Sens. Emily Jordan, R-Isle of Wight, Lashrecse Aird, D-Petersburg, Rouse, Mamie Locke, D-Hampton, Jennifer Carroll Foy, D-Woodbridge, New Craig, and Angelia Williams Graves, D-Norfolk, each voted at the Jan. 22 committee meeting to advance the bill, while Sens. Adam Ebbing, D-Alexandria, Jeremy McPike, D-Woodbridge, Todd Pillion, R-Abingdon, Christopher Head, R-Roanoke, Schuyler VanValkenburg, D-Richmond, and Danica Room, D-Manassas, opposed it.

The bill would direct the Virginia Lottery Board to develop regulations by June 30, 2026, governing the registration and taxation of the machines and authorize the Virginia Alcoholic Beverage Authority to grant provisional registration starting this year.

The bill proposes replacing the term “skill game” with “electronic gaming device,” defining the latter as any machine requiring the insertion of a coin, currency or token to play a game where the outcome is “determined by the predominant skill of the player” rather than pure chance.

The bill proposes to cap the number of registered gaming machines at 30,000 statewide and  impose a fine of up to $25,000 per unregistered device, which if enforced by a locality would be paid into that locality’s general fund. It would bar a licensee from using the term “casino” in its entity name and would set a maximum of three devices per location except at truck stops and licensed alcohol retailers, which would be permitted up to seven devices.

New Craig and Sens. J.D. “Danny” Diggs, R-Yorktown, Bryce Reeves, R-Fredericksburg, and Bill Stanley, R-Moneta, had co-sponsored a similar bill, dubbed SB 6007, during a special mid-2024 General Assembly session, though it wasn’t acted upon.

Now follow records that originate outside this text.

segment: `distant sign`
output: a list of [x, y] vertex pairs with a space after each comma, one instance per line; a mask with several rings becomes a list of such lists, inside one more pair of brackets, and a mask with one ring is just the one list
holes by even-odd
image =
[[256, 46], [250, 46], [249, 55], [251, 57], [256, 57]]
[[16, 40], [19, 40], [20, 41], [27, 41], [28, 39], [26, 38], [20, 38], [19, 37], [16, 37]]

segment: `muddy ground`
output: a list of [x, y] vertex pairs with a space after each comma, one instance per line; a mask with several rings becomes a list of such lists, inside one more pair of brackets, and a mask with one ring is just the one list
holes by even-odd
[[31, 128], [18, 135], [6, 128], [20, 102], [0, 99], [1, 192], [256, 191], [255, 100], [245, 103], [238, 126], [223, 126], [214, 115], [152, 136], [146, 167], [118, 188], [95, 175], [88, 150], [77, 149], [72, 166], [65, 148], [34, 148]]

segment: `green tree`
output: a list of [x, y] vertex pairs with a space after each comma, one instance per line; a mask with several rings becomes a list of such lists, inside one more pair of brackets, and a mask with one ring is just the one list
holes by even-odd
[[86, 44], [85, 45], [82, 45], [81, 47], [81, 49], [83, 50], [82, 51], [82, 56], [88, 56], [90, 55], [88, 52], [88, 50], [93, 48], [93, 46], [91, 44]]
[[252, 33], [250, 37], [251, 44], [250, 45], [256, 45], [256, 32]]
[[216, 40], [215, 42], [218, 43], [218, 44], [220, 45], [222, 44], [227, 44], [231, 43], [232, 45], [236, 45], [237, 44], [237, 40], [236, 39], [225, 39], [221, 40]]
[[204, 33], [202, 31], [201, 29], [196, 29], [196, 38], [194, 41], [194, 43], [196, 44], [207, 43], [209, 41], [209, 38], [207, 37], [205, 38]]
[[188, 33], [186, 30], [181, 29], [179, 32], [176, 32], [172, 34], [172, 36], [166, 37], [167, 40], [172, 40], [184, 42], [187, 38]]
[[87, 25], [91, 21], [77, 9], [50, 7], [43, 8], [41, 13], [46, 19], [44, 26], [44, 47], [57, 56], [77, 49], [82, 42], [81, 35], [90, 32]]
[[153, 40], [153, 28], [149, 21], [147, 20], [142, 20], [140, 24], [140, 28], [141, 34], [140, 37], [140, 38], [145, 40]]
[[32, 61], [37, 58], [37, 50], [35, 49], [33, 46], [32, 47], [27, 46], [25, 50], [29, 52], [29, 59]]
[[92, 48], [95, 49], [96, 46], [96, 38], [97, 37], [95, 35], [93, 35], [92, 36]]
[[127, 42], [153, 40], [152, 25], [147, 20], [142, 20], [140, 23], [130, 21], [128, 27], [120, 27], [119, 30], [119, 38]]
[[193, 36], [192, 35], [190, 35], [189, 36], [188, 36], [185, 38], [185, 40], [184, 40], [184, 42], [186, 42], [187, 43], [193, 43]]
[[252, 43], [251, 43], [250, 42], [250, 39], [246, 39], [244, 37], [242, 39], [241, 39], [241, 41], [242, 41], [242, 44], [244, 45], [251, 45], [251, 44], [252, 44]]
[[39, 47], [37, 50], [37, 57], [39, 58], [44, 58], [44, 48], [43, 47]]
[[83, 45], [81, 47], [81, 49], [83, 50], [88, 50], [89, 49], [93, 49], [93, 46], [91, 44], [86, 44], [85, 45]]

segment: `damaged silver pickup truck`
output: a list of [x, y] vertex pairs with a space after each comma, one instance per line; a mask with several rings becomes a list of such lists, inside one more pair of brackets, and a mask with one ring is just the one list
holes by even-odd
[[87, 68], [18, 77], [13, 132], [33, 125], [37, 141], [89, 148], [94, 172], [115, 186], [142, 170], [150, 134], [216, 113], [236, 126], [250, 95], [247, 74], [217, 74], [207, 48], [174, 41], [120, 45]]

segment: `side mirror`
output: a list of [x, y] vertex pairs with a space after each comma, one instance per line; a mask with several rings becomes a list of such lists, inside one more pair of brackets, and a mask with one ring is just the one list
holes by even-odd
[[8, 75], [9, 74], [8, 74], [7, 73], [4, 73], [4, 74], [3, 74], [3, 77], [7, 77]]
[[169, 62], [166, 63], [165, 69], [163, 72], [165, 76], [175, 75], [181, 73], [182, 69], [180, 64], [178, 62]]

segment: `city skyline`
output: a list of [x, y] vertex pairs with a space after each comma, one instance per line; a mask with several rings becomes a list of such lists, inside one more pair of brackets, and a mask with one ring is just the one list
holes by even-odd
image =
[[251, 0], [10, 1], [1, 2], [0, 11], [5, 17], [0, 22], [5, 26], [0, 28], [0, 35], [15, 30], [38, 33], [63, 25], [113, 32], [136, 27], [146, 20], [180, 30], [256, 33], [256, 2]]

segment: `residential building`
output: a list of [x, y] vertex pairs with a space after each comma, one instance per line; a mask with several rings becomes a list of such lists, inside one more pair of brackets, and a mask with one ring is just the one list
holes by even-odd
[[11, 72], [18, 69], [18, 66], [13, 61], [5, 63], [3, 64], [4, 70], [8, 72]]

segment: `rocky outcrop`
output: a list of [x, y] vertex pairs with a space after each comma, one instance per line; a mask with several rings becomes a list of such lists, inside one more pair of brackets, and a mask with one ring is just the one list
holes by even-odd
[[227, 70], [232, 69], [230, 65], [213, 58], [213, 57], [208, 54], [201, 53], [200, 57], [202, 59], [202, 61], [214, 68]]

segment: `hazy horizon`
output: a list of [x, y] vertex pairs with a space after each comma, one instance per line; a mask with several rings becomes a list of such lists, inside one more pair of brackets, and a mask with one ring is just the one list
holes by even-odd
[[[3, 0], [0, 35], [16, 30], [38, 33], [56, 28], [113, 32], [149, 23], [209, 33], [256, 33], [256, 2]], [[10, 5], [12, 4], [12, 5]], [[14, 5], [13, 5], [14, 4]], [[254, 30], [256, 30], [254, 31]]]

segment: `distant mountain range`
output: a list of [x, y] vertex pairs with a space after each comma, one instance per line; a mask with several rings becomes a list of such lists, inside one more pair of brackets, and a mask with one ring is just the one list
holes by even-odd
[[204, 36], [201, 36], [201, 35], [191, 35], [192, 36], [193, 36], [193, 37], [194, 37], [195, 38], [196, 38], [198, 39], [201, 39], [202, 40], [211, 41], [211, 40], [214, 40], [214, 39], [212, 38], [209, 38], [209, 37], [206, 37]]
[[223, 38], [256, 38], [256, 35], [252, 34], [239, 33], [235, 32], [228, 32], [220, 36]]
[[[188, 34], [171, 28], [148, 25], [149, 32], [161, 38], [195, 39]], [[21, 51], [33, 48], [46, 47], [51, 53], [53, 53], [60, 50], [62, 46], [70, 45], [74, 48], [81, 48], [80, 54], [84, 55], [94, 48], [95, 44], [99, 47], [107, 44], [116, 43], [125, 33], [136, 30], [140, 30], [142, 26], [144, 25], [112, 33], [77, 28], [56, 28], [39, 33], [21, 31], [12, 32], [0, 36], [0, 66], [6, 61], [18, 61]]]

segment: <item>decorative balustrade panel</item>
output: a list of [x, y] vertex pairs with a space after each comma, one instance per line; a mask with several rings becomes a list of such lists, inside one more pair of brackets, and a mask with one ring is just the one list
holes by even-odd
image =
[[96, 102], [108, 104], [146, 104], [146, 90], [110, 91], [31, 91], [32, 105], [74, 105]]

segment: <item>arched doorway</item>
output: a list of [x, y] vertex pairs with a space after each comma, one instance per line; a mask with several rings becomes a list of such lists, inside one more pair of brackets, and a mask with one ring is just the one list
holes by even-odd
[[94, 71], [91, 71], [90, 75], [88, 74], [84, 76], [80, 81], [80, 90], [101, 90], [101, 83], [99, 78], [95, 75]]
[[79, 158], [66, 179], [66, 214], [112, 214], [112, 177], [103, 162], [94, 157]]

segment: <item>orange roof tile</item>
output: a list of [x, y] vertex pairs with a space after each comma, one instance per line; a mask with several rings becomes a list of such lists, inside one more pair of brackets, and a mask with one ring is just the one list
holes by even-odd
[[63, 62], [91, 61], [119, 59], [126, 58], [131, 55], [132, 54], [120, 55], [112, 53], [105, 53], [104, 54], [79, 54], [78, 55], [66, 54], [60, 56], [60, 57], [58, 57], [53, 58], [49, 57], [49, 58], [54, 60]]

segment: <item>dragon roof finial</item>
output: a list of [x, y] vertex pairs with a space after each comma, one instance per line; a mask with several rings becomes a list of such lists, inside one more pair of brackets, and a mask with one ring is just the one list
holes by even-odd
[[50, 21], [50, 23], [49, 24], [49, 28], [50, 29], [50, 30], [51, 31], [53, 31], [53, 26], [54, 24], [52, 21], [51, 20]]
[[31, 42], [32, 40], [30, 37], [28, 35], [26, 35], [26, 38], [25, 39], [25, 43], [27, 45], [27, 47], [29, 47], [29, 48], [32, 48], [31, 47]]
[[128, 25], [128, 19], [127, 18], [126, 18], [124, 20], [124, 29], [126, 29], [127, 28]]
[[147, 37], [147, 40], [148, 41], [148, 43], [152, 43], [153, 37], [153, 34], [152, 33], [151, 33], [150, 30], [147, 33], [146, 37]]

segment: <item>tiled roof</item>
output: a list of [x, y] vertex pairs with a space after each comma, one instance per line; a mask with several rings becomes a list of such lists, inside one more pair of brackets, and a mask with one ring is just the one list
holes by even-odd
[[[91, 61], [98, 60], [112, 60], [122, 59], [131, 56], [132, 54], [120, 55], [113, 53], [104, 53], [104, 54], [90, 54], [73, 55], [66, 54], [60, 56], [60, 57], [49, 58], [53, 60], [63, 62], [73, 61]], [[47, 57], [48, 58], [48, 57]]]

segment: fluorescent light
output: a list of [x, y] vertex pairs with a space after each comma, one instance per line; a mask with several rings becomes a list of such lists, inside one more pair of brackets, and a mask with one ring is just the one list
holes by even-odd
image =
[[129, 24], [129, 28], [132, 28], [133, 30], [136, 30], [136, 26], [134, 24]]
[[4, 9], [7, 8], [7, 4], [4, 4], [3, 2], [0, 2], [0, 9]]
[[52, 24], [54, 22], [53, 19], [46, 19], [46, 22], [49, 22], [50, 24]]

That bill would have allowed counties and cities – but not towns – to opt out of legalization via a ballot referendum by resolution of a board of supervisors or city council, or by petition of at least 5,000 or 2.5% of registered voters, whichever is smaller.

The opt-out verbiage wasn’t included in the initial 2025 version of New Craig’s bill but was added to the substitute bill the General Laws and Technology Committee advanced, this time with towns included in the availability of the opt-out.

Isle of Wight only began enforcing the 2020 ban last January after a three-year legal battle ended in late 2023 with Virginia’s Supreme Court lifting an injunction against enforcement. Emporia truck stop owner Hermie Sadler, who’d run against Jordan in the 2023 Republican primary for her Senate seat, sued the state in 2021 just as the ban would have taken effect, arguing it gave unfair advantage to the handful of casinos the state had authorized in Virginia’s larger cities. He’d secured the now-lifted injunction in Greenville County Circuit Court in 2022 with the help of Stanley, who’d acted as Sadler’s attorney.